Other highlights include the following:
- Deadlines to apply for benefits are extended, and an application is timely if it is filed within 28 days of the last day worked.
- The number of weeks for which individuals can collect unemployment benefits is extended from 20 weeks to 26 weeks.
- Workers no longer have to register for benefits in person.
- Workers no longer have to fulfill the search-for-work requirements.
- Employers will not be charged for their portion of unemployment benefits if their employees become unemployed because of an executive order requiring them to close or limit their operations.
What advice are you giving to employees concerned about COVID-19 exposure at work?
We are advising employees that they have the right to request reasonable accommodations under the Americans with Disabilities Act (ADA) or the Michigan Persons with Disabilities Civil Rights Act (PDCRA) if they are vulnerable to complications from COVID-19 due to a preexisting health condition. Reasonable accommodation in this context may include working from home; access to masks, gloves, or other protective equipment; isolation or “social distancing” within the workplace; time off from work; or even job reassignments.
Employees who work for companies with 50 or more employees may also be entitled to up to 12 weeks of protected time off under the Family and Medical Leave Act (FMLA) if they are unable to work due to a serious health condition.
Furthermore, employees have a right to be free of retaliation for raising health and safety concerns under Section 11(c) the Occupational Health and Safety Act (OSHA). In some situations, this may include protection for speaking up about their employer’s failure to take proper steps to protect them from COVID-19 exposure.
What is covered under the Families First Coronavirus Response Act?
The Families First Coronavirus Response Act (FFCRA) has temporarily expanded paid leave rights in two important ways. First, the FFCRA provides for a paid sick leave benefit for certain workers affected by the COVID-19 outbreak, including those who are experiencing COVID-19 symptoms and those who are unable to work because of a quarantine or isolation order. Second, the FFCRA provides for a paid caregiver leave benefit for parents caring for minor children during school closures related to COVID-19.
Under the FFCRA, full-time employees who qualify are eligible for up to 80 hours of paid leave. A part-time employee is eligible for the number of hours of leave that the employee works on average over a two-week period. The sick leave benefit is paid at the employee’s regular rate of pay (capped at $511 per day or $5,110 in the aggregate).
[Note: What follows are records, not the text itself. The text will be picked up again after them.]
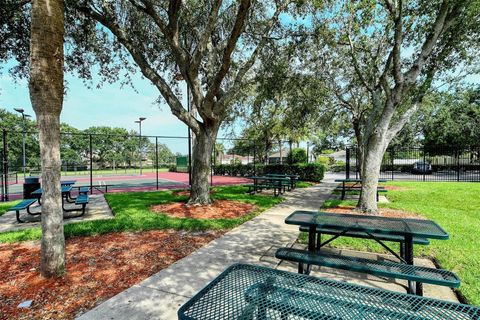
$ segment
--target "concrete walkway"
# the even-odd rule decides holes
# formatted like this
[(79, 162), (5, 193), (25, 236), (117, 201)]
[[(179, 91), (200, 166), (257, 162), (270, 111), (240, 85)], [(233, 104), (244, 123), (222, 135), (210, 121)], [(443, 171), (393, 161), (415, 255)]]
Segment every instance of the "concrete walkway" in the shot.
[(286, 225), (294, 210), (318, 210), (335, 187), (322, 183), (287, 193), (280, 205), (103, 302), (78, 319), (176, 319), (178, 308), (233, 263), (277, 267), (274, 249), (291, 246), (298, 227)]

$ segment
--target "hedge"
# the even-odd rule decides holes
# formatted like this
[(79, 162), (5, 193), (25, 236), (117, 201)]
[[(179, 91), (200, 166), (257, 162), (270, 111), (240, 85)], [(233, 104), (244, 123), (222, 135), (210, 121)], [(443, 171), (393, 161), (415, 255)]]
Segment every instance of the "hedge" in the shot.
[[(255, 169), (255, 170), (254, 170)], [(325, 174), (325, 166), (320, 163), (299, 164), (221, 164), (213, 167), (214, 174), (228, 176), (251, 176), (268, 173), (297, 174), (300, 180), (320, 182)]]

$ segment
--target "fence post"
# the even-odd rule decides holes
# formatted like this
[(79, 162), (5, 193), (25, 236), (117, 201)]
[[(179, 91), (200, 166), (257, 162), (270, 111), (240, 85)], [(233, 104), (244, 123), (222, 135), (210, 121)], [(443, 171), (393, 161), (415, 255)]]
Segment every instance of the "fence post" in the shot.
[(395, 151), (393, 149), (390, 150), (390, 159), (392, 160), (392, 181), (394, 180), (393, 170), (395, 169)]
[(213, 186), (213, 168), (215, 166), (215, 158), (216, 156), (216, 145), (215, 142), (213, 143), (213, 159), (210, 160), (210, 187)]
[(425, 159), (425, 145), (423, 146), (423, 181), (425, 181), (425, 162), (426, 162), (426, 159)]
[(309, 142), (309, 141), (307, 141), (307, 163), (309, 163), (309, 162), (310, 162), (310, 157), (309, 157), (309, 152), (308, 152), (308, 151), (309, 151), (309, 149), (310, 149), (310, 142)]
[(345, 179), (350, 179), (350, 148), (345, 148)]
[(8, 201), (8, 148), (7, 148), (7, 130), (3, 129), (3, 157), (2, 157), (2, 165), (3, 165), (3, 201)]
[(93, 144), (92, 144), (92, 134), (88, 135), (90, 142), (90, 194), (93, 194)]
[(158, 190), (158, 137), (155, 137), (155, 179)]
[(253, 143), (253, 175), (257, 175), (257, 166), (255, 164), (255, 158), (257, 156), (257, 144)]
[(355, 148), (355, 179), (358, 179), (358, 147)]
[(457, 182), (460, 181), (460, 150), (457, 149)]

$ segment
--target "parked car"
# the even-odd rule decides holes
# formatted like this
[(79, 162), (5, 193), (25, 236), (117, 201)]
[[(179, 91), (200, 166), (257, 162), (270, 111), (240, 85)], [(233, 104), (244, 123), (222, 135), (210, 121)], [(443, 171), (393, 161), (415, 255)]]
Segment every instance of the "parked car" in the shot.
[(413, 164), (412, 173), (432, 174), (432, 165), (426, 161), (417, 161)]

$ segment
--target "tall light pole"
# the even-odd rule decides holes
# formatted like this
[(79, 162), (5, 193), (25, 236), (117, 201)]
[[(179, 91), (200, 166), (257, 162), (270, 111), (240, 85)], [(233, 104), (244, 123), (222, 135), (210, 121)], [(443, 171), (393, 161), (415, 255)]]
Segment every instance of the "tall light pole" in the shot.
[[(185, 80), (182, 76), (182, 74), (177, 74), (175, 76), (175, 80), (177, 81), (182, 81)], [(185, 83), (187, 85), (187, 111), (190, 113), (190, 86), (188, 85), (188, 81), (185, 80)], [(188, 186), (191, 188), (192, 187), (192, 133), (190, 126), (188, 127)]]
[(25, 176), (26, 176), (26, 157), (25, 157), (25, 136), (27, 134), (27, 126), (26, 126), (26, 122), (25, 122), (25, 119), (28, 118), (28, 117), (31, 117), (31, 115), (29, 114), (25, 114), (25, 110), (23, 110), (22, 108), (13, 108), (13, 110), (17, 111), (18, 113), (21, 113), (22, 114), (22, 128), (23, 128), (23, 132), (22, 132), (22, 147), (23, 147), (23, 180), (25, 180)]
[(139, 138), (138, 138), (138, 151), (140, 153), (140, 175), (142, 174), (142, 121), (147, 118), (140, 117), (138, 120), (135, 121), (135, 123), (138, 123), (138, 128), (139, 128)]

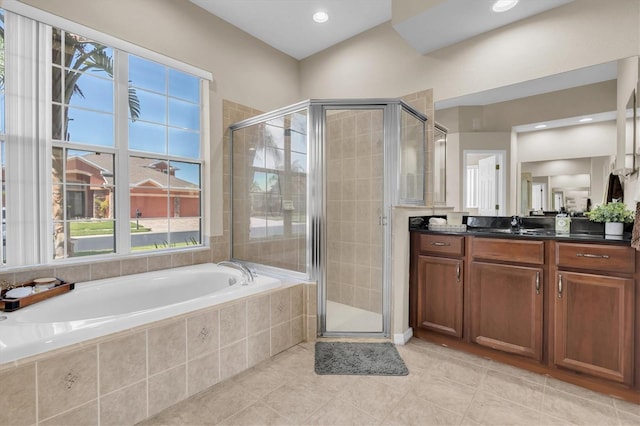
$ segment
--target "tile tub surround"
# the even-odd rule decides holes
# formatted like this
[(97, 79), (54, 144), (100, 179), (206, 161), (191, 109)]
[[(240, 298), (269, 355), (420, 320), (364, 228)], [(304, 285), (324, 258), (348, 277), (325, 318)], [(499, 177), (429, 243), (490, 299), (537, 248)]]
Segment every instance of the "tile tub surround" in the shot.
[(295, 284), (1, 364), (0, 425), (142, 421), (305, 341), (315, 288)]

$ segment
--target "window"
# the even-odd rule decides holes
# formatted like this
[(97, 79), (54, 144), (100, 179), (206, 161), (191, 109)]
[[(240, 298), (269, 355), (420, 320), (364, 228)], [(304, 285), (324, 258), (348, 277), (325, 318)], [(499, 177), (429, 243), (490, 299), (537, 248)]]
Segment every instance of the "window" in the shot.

The caregiver leave benefit is paid at two-thirds of the employee’s regular rate (capped at $200 per day or $2,000 in the aggregate).
For those who have been employed more than 30 days before the commencement of the leave, the FFCRA provides an additional 10 weeks of paid caregiver leave at two-thirds of the employee’s regular rate of pay. This 10-week extension of benefits applies only to situations in which an employee is unable to work due to a bona fide need for leave to care for a child whose school or childcare provider is closed or unavailable for reasons related to COVID-19.
Significantly, the FFCRA applies only to employers with fewer than 500 employees, and it applies only to leave taken between April 1, 2020, and December 31, 2020. In addition, all covered employers providing paid leave for their employees under the FFCRA qualify for dollar-for-dollar reimbursement in tax credits for wages paid. Employers may be able to require telework in lieu of paid leave if telework is feasible.